On the other hand, a nurse who comes in and, as she’s looking for that vein, assures the patient that she’s accomplished and that although it might hurt a bit she’s going to be as gentle as possible? That patient’s perception will be quite different–and his outcome and experience will be more positive, too.
“The best nurses tend to say something just before an invasive procedure such as a blood draw–it reduces the anxiety of the patient, which affects their pain threshold,” Lee said. “They don’t have to gush the whole time–just the instant before.”
Sometimes, Lee said, nurses are a little skeptical of the whole Tinkerbell thing.
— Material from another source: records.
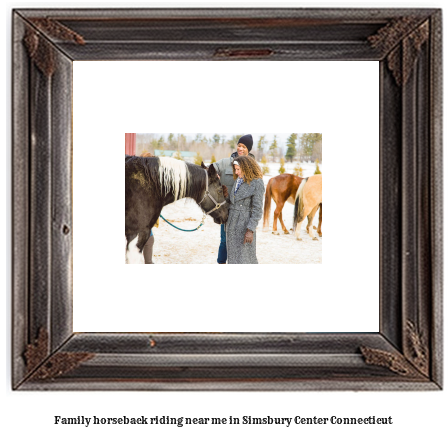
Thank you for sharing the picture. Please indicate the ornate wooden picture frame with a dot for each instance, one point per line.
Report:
(406, 353)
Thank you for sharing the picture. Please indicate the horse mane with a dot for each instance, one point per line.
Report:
(174, 176)
(170, 175)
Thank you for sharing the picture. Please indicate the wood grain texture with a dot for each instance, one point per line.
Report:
(406, 354)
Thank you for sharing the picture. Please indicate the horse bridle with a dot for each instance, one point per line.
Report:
(207, 193)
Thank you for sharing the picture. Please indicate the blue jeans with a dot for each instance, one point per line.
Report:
(222, 252)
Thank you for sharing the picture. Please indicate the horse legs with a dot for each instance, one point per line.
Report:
(277, 214)
(143, 238)
(307, 212)
(282, 224)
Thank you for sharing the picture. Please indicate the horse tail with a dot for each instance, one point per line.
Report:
(298, 204)
(267, 205)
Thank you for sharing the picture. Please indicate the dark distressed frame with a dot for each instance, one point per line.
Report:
(406, 354)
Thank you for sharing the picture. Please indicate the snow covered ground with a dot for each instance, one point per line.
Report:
(201, 247)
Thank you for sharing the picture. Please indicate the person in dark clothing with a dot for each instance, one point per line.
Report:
(225, 171)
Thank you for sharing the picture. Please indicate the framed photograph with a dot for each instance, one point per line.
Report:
(184, 342)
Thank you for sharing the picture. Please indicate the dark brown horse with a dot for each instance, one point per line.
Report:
(283, 188)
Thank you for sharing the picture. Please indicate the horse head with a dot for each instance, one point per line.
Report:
(216, 191)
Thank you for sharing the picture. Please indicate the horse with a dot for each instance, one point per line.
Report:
(153, 182)
(282, 189)
(308, 199)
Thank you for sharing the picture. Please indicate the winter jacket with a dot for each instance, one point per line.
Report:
(246, 210)
(225, 170)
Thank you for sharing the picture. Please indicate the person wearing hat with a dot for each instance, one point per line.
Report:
(224, 169)
(245, 211)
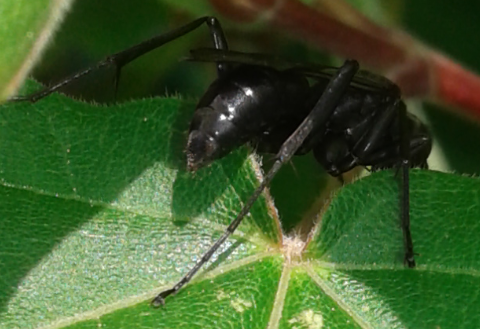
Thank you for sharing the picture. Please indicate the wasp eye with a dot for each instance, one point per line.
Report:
(201, 150)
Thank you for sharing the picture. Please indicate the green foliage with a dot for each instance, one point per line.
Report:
(97, 215)
(26, 24)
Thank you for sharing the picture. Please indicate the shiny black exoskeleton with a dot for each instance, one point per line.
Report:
(263, 106)
(347, 117)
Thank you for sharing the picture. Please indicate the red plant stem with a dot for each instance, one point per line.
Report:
(420, 72)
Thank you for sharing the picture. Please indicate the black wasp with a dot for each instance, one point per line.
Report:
(346, 117)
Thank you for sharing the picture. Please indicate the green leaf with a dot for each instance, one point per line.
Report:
(97, 215)
(26, 27)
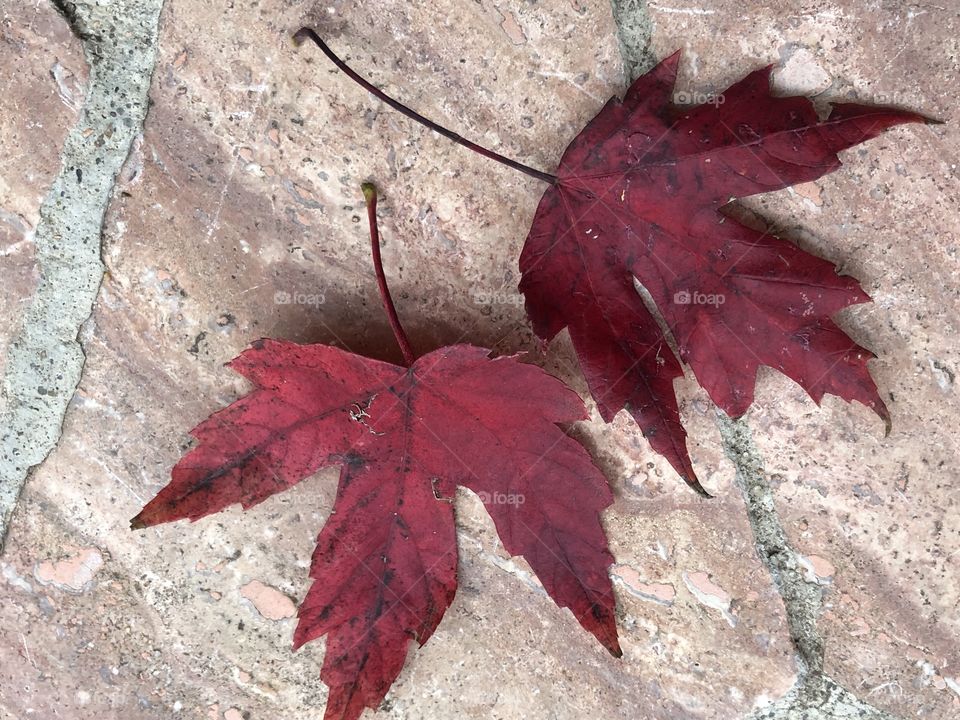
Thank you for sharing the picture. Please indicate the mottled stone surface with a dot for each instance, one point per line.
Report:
(880, 512)
(239, 215)
(42, 73)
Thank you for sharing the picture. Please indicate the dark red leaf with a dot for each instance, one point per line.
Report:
(639, 194)
(385, 565)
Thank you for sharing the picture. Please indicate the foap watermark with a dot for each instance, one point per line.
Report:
(497, 297)
(498, 498)
(697, 98)
(282, 297)
(686, 297)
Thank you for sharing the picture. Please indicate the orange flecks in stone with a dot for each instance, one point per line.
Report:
(662, 593)
(809, 191)
(72, 573)
(859, 627)
(512, 29)
(270, 602)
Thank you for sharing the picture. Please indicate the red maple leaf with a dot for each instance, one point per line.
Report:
(639, 194)
(385, 565)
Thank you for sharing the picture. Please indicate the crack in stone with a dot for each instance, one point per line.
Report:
(815, 696)
(45, 359)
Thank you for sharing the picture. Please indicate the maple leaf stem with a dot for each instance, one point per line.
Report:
(370, 197)
(305, 33)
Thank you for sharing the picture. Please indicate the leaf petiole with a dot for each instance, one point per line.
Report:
(306, 33)
(370, 197)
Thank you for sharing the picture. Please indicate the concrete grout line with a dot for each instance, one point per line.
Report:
(815, 696)
(45, 360)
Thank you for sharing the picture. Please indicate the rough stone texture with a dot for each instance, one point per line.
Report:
(880, 510)
(241, 217)
(43, 75)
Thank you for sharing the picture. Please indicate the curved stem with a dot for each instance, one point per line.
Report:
(309, 33)
(370, 197)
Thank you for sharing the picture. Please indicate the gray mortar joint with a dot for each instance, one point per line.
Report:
(45, 359)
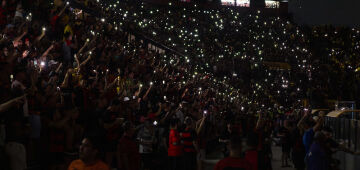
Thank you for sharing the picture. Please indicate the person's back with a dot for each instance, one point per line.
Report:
(234, 161)
(88, 156)
(316, 158)
(80, 165)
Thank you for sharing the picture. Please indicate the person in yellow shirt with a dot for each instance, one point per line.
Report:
(88, 156)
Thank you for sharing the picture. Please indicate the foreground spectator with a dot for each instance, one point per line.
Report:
(89, 156)
(235, 160)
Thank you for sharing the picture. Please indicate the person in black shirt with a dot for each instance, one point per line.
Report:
(188, 139)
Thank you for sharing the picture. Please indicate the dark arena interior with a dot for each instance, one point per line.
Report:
(179, 85)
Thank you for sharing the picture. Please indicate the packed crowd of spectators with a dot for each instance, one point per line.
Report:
(74, 82)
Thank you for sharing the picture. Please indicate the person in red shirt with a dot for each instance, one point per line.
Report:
(128, 150)
(234, 161)
(175, 150)
(188, 138)
(252, 155)
(88, 156)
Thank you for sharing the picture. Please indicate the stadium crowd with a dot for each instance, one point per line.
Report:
(79, 92)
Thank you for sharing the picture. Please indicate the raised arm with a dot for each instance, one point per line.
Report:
(47, 51)
(301, 123)
(5, 106)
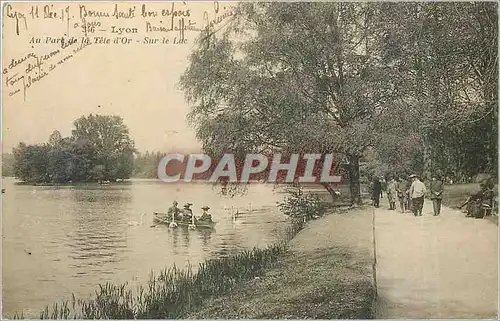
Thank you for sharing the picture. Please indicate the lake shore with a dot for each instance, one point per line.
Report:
(326, 273)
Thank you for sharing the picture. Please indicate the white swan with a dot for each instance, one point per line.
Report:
(172, 224)
(135, 223)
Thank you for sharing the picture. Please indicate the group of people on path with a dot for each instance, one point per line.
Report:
(186, 214)
(410, 193)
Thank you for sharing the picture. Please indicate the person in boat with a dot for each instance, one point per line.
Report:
(173, 211)
(187, 212)
(205, 216)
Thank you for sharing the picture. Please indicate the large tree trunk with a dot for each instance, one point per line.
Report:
(330, 190)
(354, 185)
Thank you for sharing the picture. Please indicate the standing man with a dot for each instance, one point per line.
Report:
(376, 192)
(173, 211)
(437, 187)
(417, 192)
(402, 190)
(392, 193)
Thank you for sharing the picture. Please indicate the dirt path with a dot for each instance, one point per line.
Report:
(435, 267)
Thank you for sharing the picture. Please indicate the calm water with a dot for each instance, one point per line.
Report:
(79, 236)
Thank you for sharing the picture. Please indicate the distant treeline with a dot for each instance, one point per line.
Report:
(99, 148)
(146, 164)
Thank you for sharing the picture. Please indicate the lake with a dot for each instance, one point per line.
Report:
(68, 239)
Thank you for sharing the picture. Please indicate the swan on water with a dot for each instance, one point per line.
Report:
(135, 223)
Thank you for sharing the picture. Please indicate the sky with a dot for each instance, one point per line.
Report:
(138, 82)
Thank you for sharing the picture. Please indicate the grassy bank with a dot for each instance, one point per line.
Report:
(324, 272)
(327, 273)
(171, 294)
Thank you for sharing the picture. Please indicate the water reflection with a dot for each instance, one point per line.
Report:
(78, 237)
(98, 240)
(205, 235)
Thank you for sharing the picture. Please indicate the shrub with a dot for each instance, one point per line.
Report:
(301, 207)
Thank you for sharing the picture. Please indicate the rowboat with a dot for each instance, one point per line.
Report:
(162, 218)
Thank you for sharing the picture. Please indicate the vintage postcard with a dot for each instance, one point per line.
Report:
(249, 160)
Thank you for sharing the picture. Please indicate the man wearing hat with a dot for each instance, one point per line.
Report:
(437, 187)
(205, 216)
(173, 211)
(187, 213)
(417, 192)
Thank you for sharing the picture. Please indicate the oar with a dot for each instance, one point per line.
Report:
(155, 225)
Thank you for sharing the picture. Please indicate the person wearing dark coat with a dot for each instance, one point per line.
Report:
(376, 192)
(437, 188)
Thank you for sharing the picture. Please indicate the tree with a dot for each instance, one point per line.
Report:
(106, 143)
(448, 67)
(306, 78)
(99, 149)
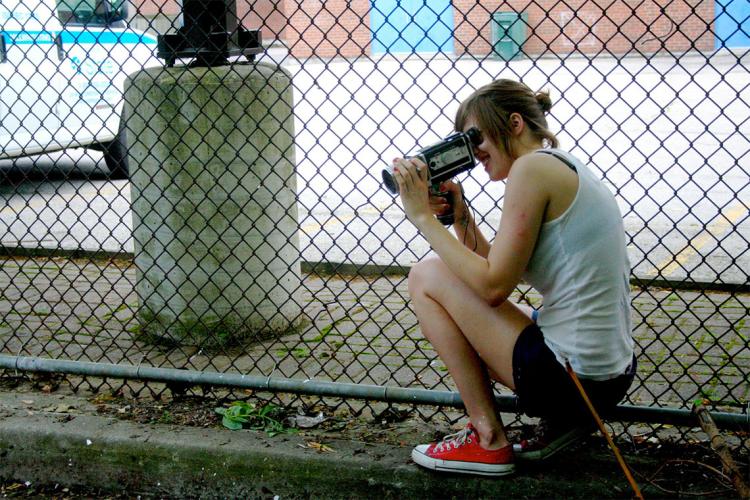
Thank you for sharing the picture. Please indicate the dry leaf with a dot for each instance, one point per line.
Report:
(320, 447)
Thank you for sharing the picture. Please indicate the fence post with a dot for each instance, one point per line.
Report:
(213, 192)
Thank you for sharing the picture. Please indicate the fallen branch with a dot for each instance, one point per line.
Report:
(721, 448)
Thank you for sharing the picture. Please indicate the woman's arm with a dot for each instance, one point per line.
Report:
(468, 232)
(493, 277)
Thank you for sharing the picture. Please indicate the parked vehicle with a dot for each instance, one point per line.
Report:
(62, 68)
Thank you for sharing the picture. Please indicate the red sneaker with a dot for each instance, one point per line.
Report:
(460, 452)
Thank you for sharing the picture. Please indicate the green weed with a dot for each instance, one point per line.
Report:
(268, 418)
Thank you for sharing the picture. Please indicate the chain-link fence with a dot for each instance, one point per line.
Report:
(251, 199)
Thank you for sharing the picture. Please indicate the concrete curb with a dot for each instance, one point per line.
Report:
(153, 460)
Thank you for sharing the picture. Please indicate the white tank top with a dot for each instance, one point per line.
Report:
(581, 268)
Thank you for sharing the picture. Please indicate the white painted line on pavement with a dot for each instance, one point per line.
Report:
(721, 224)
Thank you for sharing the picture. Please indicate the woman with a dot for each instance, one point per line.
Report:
(561, 231)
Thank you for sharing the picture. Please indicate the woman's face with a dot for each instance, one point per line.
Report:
(493, 157)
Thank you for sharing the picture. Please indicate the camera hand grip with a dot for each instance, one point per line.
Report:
(448, 217)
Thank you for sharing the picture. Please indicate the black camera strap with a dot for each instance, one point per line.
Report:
(560, 157)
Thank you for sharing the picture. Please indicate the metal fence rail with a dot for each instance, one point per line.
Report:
(654, 96)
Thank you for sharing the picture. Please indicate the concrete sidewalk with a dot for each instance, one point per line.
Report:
(361, 331)
(61, 439)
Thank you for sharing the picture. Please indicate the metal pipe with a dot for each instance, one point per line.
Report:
(625, 413)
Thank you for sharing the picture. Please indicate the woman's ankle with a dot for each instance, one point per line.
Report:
(491, 437)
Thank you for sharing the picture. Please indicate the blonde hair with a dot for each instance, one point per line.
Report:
(491, 106)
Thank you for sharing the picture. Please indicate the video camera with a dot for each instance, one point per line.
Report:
(444, 160)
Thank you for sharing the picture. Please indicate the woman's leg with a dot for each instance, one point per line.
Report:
(470, 337)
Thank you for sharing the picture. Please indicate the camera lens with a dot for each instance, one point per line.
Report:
(474, 135)
(388, 181)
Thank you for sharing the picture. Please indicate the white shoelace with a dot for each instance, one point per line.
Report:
(455, 440)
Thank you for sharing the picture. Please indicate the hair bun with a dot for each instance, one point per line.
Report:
(542, 97)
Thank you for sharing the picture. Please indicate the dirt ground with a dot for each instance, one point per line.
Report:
(665, 467)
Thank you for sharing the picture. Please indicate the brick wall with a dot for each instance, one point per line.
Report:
(328, 29)
(591, 27)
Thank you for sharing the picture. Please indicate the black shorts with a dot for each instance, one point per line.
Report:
(545, 389)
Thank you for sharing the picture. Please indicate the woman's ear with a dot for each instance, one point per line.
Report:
(516, 124)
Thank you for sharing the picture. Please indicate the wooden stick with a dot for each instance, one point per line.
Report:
(719, 445)
(615, 450)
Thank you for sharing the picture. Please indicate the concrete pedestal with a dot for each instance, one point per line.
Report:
(214, 202)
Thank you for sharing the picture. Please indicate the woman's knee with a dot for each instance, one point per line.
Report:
(426, 274)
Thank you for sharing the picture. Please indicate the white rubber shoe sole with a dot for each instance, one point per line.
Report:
(420, 457)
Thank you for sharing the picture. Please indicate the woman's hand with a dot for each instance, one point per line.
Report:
(413, 188)
(441, 204)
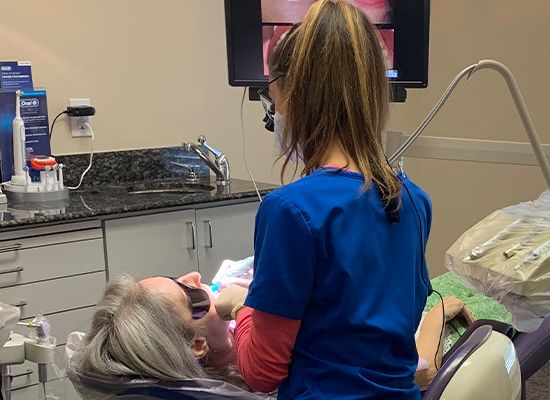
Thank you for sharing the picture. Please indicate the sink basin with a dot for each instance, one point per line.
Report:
(167, 187)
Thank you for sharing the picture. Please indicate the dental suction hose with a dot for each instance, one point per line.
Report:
(518, 100)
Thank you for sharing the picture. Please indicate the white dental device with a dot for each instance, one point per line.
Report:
(21, 188)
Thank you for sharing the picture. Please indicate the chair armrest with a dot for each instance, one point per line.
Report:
(451, 366)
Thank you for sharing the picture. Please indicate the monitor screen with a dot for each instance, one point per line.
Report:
(254, 27)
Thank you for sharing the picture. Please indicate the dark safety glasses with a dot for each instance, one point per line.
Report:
(198, 299)
(268, 104)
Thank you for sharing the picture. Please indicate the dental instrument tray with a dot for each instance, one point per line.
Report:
(506, 256)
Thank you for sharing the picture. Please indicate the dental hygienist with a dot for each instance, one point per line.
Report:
(340, 277)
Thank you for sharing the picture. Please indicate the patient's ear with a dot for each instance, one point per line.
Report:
(199, 347)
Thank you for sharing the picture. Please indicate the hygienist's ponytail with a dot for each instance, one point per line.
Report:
(334, 88)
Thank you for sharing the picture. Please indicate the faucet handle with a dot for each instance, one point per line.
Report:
(202, 140)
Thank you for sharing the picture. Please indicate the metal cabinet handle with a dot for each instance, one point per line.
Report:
(11, 271)
(12, 247)
(27, 373)
(193, 235)
(210, 232)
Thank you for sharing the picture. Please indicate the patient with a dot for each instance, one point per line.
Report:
(168, 329)
(149, 329)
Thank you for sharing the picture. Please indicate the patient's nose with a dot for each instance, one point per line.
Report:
(192, 278)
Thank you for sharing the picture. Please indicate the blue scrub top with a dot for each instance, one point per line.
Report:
(326, 254)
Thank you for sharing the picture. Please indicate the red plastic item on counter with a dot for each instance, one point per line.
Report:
(40, 163)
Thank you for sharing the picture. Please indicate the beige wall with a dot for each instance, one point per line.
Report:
(156, 72)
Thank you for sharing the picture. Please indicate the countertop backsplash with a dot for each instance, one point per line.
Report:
(117, 167)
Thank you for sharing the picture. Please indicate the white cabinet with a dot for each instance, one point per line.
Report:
(224, 233)
(57, 271)
(158, 244)
(179, 242)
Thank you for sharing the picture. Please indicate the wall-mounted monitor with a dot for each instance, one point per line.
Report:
(254, 27)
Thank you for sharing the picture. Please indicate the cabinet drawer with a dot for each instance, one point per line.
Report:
(31, 264)
(65, 323)
(55, 295)
(25, 393)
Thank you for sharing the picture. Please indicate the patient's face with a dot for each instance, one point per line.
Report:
(211, 326)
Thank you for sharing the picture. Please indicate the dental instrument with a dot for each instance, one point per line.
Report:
(21, 188)
(38, 347)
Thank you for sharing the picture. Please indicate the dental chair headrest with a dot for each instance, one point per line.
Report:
(95, 387)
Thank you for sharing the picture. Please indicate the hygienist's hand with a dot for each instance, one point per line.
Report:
(455, 307)
(230, 302)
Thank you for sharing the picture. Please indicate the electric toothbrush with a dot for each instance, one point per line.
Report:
(19, 153)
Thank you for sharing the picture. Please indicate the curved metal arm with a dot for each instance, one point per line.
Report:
(220, 168)
(518, 100)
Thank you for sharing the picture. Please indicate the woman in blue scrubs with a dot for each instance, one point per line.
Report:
(340, 275)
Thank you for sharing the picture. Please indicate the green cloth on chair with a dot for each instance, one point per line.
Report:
(482, 306)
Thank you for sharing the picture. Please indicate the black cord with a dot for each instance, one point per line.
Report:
(455, 329)
(422, 265)
(55, 119)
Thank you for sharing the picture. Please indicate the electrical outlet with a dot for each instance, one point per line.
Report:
(78, 124)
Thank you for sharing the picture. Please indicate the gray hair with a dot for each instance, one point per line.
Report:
(134, 332)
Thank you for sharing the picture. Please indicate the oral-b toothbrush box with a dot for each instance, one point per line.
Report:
(34, 111)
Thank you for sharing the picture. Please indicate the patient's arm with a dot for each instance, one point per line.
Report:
(430, 332)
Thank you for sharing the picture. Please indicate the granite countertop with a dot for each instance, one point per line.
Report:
(105, 195)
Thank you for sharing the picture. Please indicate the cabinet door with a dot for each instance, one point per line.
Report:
(225, 232)
(159, 244)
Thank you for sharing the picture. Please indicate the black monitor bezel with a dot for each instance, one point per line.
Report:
(237, 10)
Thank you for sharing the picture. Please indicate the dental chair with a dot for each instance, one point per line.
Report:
(491, 361)
(485, 364)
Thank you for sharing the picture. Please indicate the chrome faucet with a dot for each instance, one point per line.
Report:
(220, 166)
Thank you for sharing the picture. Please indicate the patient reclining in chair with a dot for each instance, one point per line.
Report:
(164, 328)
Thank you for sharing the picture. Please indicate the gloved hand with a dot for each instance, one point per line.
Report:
(230, 302)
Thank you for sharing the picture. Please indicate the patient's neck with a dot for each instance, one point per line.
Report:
(221, 347)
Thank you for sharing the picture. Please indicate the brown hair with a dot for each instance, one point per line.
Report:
(334, 87)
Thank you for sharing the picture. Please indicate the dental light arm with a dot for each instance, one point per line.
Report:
(518, 100)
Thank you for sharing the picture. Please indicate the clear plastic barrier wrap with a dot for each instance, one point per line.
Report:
(111, 388)
(506, 256)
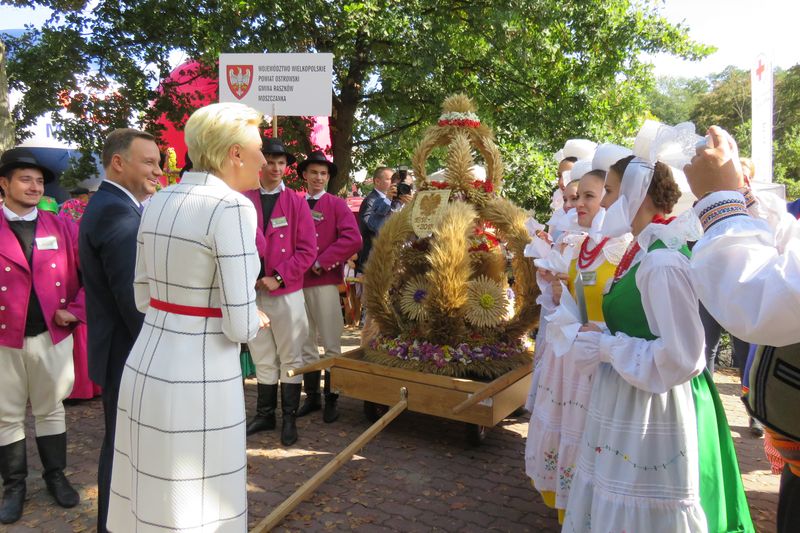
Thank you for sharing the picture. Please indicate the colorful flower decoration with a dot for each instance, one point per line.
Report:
(483, 241)
(413, 349)
(412, 298)
(484, 185)
(455, 118)
(487, 302)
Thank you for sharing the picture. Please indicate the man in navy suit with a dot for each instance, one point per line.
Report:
(108, 257)
(374, 210)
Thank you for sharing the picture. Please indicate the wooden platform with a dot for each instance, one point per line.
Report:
(473, 402)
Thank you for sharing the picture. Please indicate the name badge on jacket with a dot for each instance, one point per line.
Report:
(279, 222)
(47, 243)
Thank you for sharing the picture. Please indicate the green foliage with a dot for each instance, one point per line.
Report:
(724, 99)
(787, 157)
(530, 175)
(727, 104)
(672, 100)
(547, 70)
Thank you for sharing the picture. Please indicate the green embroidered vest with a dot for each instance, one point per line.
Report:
(622, 306)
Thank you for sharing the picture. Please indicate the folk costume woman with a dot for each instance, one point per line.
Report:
(656, 454)
(562, 397)
(562, 223)
(180, 454)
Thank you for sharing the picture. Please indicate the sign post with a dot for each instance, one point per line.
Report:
(761, 84)
(289, 84)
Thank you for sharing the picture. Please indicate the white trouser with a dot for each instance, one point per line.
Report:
(277, 349)
(41, 373)
(325, 322)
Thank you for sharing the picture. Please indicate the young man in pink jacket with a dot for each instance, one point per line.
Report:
(287, 251)
(41, 301)
(338, 239)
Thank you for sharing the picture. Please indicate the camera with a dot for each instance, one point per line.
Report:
(403, 188)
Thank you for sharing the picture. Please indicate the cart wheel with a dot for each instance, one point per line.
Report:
(373, 411)
(476, 434)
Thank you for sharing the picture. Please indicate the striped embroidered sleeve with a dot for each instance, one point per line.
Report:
(234, 237)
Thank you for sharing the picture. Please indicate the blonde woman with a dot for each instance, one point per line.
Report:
(179, 459)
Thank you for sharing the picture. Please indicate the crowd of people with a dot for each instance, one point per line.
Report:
(627, 431)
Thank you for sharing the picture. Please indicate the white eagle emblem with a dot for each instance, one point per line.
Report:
(239, 78)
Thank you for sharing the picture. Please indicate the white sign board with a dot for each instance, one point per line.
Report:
(279, 84)
(762, 94)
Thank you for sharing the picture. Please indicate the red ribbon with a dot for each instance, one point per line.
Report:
(188, 310)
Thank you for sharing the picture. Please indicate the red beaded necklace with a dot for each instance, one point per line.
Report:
(633, 249)
(586, 257)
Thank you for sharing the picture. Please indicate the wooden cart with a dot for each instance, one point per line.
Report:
(481, 405)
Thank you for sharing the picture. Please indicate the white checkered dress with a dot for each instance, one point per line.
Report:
(180, 460)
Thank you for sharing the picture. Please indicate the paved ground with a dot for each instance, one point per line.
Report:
(417, 475)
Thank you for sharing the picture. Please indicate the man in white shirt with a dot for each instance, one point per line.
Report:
(746, 271)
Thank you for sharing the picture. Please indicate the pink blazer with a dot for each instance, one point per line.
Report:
(289, 249)
(54, 277)
(338, 238)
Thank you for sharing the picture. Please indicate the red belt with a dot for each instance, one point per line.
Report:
(208, 312)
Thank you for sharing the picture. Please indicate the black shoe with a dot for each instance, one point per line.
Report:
(331, 412)
(59, 487)
(265, 409)
(53, 453)
(756, 428)
(290, 400)
(311, 386)
(14, 469)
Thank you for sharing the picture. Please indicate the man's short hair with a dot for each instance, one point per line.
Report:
(119, 142)
(379, 171)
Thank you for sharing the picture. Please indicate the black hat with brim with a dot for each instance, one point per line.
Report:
(318, 158)
(274, 146)
(23, 158)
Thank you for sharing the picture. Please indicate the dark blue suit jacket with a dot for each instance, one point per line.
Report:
(107, 249)
(371, 215)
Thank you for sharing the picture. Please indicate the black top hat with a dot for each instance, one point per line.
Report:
(319, 158)
(274, 146)
(23, 158)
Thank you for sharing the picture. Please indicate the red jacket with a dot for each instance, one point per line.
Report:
(338, 239)
(290, 249)
(54, 277)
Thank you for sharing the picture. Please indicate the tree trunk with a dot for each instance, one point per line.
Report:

“But I didn’t get that from Disney, I got it from clinical trials,” he said. “There’s a high correlation between lower pain ratings with your best nurses than with average nurses and they’re doing they exact same thing … How can there be that big a difference in pain perception when they’re all doing the exact same thing in the same way? You can see the results but you don’t know what caused it unless you have it on video.”
To that end, Lee said, one study took a group of nurses who frequently receive patient compliments and a group of nurses who either get no compliments or get complaints. They all gave patients shots using the same technique. Afterwards, the patients rated their pain on a scale of 1-5. Guess who had the lowest pain scores? The higher-rated nurses were not more technically competent. They didn’t have more experience. And they certainly didn’t just follow a script. But their patients’ perception of pain was lessened.
“Your best nurses didn’t learn that in a textbook,” he said. “They wanted to be true blessing to patients.”